GitHub - Social-AI-Studio/InstructAV: Official repository for COLM'24 paper "InstructAV: Instruction Fine-tuning Large Language Models for Authorship Verification"

InstructAV: Instruction Fine-tuning Large Language Models for Authorship Verification

A public repository containing datasets and code for the paper "InstructAV: Instruction Fine-tuning Large Language Models for Authorship Verification" https://arxiv.org/abs/2407.12882 (COLM 2024)

Please leave issues for any questions about the paper or the code.

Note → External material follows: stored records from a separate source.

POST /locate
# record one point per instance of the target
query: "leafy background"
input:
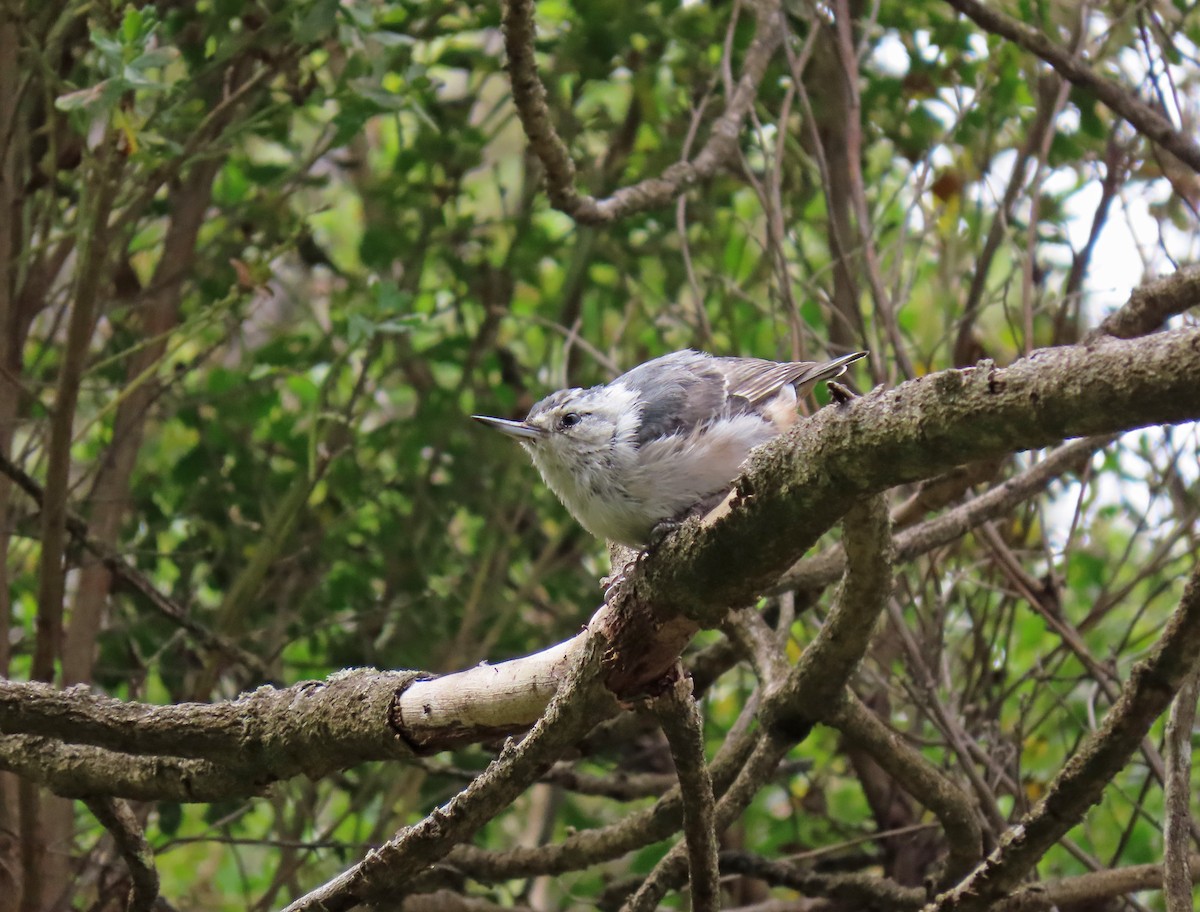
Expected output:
(375, 261)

If you find our code or paper useful, please cite the paper:

@misc{hu2024instructavinstructionfinetuninglarge,
      title={InstructAV: Instruction Fine-tuning Large Language Models for Authorship Verification}, 
      author={Yujia Hu and Zhiqiang Hu and Chun-Wei Seah and Roy Ka-Wei Lee},
      year={2024},
      eprint={2407.12882},
      archivePrefix={arXiv},
      primaryClass={cs.CL},
      url={https://arxiv.org/abs/2407.12882}, 
}

Installation

pip install -r model/requirements.txt

Dataset

The dataset includes samples selected from the IMDB, Twitter, and Yelp datasets.

Files labeled with 'rebuttal' correspond to datasets under the 'Classification setting', which comprise randomly selected samples that have not passed consistency verification.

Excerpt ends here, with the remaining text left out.